A slightly better question to ask, then, and the one that Zwicky seemed to be getting at, was why gay men seem to adopt linguistic features stereotypically associated with women, while lesbians don’t seem to do the same in the opposite direction? Why do gay men engage in gender inversion, but not gay women?
The answer is simple: it’s not that lesbians don’t speak in a masculine way; it’s just that it’s not as abhorrent for women to talk like men as it i
s for men to talk like women. “Because who wants to be female?” our NYU linguist Louise O. Vasvári asked me facetiously over the phone. “A male who wants to be female is the ultimate downgrade.”
This perceived downgrade is yet another example of our cultural view that masculine language is the neutral, unmarked default, whereas femininity represents otherness. Switching from a default position to a marked position is more noticeable than the reverse, so when a man opens his mouth and “feminine” traits come out, we flinch. “You can go toward power, but if you’re a man who chooses to be female sounding, you’re moving away from it, and that’s a negative,” says Vasvári, following up with this analogy: “I look at my classrooms and how many of the female students are wearing pants? Most of them. How many men are wearing skirts? None.”
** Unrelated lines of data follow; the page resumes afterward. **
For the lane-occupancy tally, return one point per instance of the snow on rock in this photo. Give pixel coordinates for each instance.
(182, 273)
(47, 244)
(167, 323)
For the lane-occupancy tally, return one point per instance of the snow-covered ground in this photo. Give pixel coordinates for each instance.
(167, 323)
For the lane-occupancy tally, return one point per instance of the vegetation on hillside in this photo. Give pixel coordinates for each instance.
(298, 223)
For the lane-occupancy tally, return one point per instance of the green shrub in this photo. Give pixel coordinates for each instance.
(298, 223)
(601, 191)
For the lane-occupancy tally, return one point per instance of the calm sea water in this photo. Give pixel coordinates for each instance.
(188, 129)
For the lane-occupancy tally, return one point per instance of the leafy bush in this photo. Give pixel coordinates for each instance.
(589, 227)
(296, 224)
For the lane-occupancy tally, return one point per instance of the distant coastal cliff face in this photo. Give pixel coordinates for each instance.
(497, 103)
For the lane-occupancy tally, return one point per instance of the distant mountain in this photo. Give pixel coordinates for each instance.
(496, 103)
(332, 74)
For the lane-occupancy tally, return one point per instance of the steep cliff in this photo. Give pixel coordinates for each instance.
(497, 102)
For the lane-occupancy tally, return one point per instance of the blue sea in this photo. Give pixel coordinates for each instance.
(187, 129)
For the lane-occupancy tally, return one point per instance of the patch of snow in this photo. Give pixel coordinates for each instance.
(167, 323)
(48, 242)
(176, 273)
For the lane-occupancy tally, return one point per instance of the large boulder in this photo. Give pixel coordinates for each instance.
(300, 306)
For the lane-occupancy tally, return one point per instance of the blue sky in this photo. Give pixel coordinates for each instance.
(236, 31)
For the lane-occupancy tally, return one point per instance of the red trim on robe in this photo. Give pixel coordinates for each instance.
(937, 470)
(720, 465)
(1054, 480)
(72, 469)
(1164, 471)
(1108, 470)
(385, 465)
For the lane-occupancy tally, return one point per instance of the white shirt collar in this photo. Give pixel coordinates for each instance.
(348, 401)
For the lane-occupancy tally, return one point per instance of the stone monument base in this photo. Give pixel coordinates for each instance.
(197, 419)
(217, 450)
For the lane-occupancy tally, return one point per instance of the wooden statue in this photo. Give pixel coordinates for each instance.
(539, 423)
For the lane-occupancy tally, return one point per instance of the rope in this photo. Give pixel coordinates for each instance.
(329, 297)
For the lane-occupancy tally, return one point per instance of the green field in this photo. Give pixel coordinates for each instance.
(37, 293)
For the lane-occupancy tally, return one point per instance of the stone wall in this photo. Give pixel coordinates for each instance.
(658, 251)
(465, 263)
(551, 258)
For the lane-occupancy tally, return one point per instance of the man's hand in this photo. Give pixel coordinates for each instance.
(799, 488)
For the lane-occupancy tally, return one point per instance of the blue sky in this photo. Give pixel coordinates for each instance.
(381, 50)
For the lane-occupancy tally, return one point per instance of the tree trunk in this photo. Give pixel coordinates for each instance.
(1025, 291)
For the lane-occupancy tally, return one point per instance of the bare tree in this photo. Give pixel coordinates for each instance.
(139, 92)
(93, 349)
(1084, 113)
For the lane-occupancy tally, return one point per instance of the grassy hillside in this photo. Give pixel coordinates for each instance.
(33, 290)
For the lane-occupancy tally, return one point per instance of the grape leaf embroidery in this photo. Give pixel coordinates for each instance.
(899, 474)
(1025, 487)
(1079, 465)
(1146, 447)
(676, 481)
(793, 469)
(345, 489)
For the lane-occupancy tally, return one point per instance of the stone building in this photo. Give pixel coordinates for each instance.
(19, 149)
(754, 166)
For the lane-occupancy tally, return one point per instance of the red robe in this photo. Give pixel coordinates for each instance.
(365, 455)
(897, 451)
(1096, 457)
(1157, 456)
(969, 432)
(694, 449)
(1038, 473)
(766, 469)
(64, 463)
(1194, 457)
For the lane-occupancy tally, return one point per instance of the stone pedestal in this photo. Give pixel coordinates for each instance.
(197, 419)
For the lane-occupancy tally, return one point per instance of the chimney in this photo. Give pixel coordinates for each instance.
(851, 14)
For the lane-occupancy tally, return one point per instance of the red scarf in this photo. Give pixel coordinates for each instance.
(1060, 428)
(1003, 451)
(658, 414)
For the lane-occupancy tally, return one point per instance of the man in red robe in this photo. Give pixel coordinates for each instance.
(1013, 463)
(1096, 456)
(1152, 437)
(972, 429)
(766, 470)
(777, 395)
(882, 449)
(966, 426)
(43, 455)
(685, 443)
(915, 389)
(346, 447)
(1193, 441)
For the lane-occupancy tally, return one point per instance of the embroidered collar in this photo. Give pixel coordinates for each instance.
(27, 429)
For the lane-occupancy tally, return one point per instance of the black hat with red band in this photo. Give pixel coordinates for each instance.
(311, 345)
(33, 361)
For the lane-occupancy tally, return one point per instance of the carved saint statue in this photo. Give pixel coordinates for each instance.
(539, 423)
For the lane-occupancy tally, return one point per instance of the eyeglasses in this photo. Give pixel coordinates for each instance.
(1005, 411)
Just like a man wearing a skirt makes a bolder social statement than a woman wearing pants, a man speaking like a woman makes a bolder statement than a woman speaking like a man. Certainly, it’s possible for a woman to go too far: Hillary Clinton and Margaret Thatcher’s “abrasive” voices might be the equivalent of a woman, say, wearing a boxy tuxedo and no makeup to a black-tie event. A woman would have to take her gender inversion much further than a man for anyone to notice.
The inequity between gay and lesbian speech doesn’t stop at the voice. We have different impressions of each community’s slang too. For decades, language scholars have documented the vivid slang vocabularies of gay men in various communities around the world. In the Philippines, many gay men use a lexicon called swardspeak, which combines imaginative wordplay, pop culture references, malapropisms (word misusages), and onomatopoeia (words that sound like what they mean, like clink and swoosh). For example, in swardspeak, Muriah Carrey means “cheap” and is derived from the Tagalog word mura, which means the same thing, combined with the name of gay pop icon Mariah Carey. There’s also taroosh, a take on the Tagalog taray, which means “bitchy.” (Adding an oosh suffix to a word to make it cuter is a classic characteristic of swardspeak.)